Working with the Star Wars IP is not a free ticket to the top grossing charts, says Azra Games’ growth VP Ken Walton.
“There have been 60-plus other mobile Star Wars games by a variety of other studios and almost every single one was an absolute flop,” Walton tells us. “Galaxy of Heroes has made more than all of them combined, so IP by itself is not a prerequisite to success.”
Walton says Galaxy of Heroes has earned EA over $1.5bn over its lifetime, and it’s still rolling; but many of the core team responsible for that game are now at Azra Games.
The new outfit was formed in early 2022 by founder and CEO Mark Otero, just across town from Galaxy of Heroes studio Capital Games. At last count Azra has raised $25m in funding from the likes of A16z and Play Ventures, and has quickly grown to around 50 staff.

Azra CEO Otero and Walton set up Facebook game studio KlickNation studio together in 2008 and sold it to EA four years later. Within EA, the studio turned into Capital Games, which later shipped Heroes of Dragon Age and of course Star Wars: Galaxy of Heroes, which is now “EA’s biggest mobile game of all time”, says Walton.
Walton left Capital Games just before Galaxy of Heroes launched, and Otero left shortly after. Otero ran a hedge fund for a while, and Walton founded and ran a street photography business, before each decided it was time to return to mobile games.
So we had to ask: why return now, in such a tough environment? “If you look at the larger mobile ecosystem, yeah, there are big challenges right now, but we started out operating KlickNation in a very challenging user acquisition environment,” says Walton.

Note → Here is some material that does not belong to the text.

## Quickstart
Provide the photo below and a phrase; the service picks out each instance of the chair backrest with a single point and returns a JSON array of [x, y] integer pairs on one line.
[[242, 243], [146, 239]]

“In my opinion, it was maybe a little too easy for a while…before IDFA it was just so easy for so many games with extremely slim profit margins to put everything into user acquisition and try to peel off 10% at the top…these were never really good businesses.”
Azra’s debut game is not just a reworking of Galaxy of Heroes; it’s an over-the-shoulder, Mihoyo-style open world RPG. Walton says that he and his team have studied Genshin Impact and Honkai: Star Rail “very closely”, and admire Mihoyo’s work a great deal – but don’t plan to compete directly with the Chinese giant.
“We like the direction they’re taking modern mobile RPGs, but our game will look nothing like theirs – we’re not going to try to beat them at the anime game,” he says.
“We’re looking at their levelling, their gacha mechanics, their maps, progression, their seasons…we’re very much digging into the improvements they’re making to the RPG genre. One of them – the biggest one – is coming back to a PvE-focused single player campaign, as opposed to trying to push the user into PvP, leagues and guilds.”
“I don’t think we’re pitching ourselves as the Mihoyo of the West,” Walton continues. “But we do feel like they have ushered in a next generation of RPGs on mobile. So we do want to bring that kind of RPG to the western audience in a way that no one else has before.”
Azra is targeting a Q3 2025 debut for what is currently known as Project Legends, and plans to release the game on PC at some point too, though “ultimately, we don’t expect that platform to be anywhere near as big as mobile for us,” says Walton.

To speed up production, Walton says Azra has a dedicated AI team working to speed up some processes, from creating concept art to building out the game maps and powering NPC behaviour. Azra will start releasing slices of the game into closed beta beginning early 2024.
With its experience on Galaxy of Heroes plus the continued success of Mihoyo’s games, Walton is confident Azra is operating in the right genre.
“RPGs obsess people – once people really get into them, they build teams, they go deep, and they tend to spend way more money on RPGs than any other genre,” he adds. “We have a lot of expertise building this kind of game”.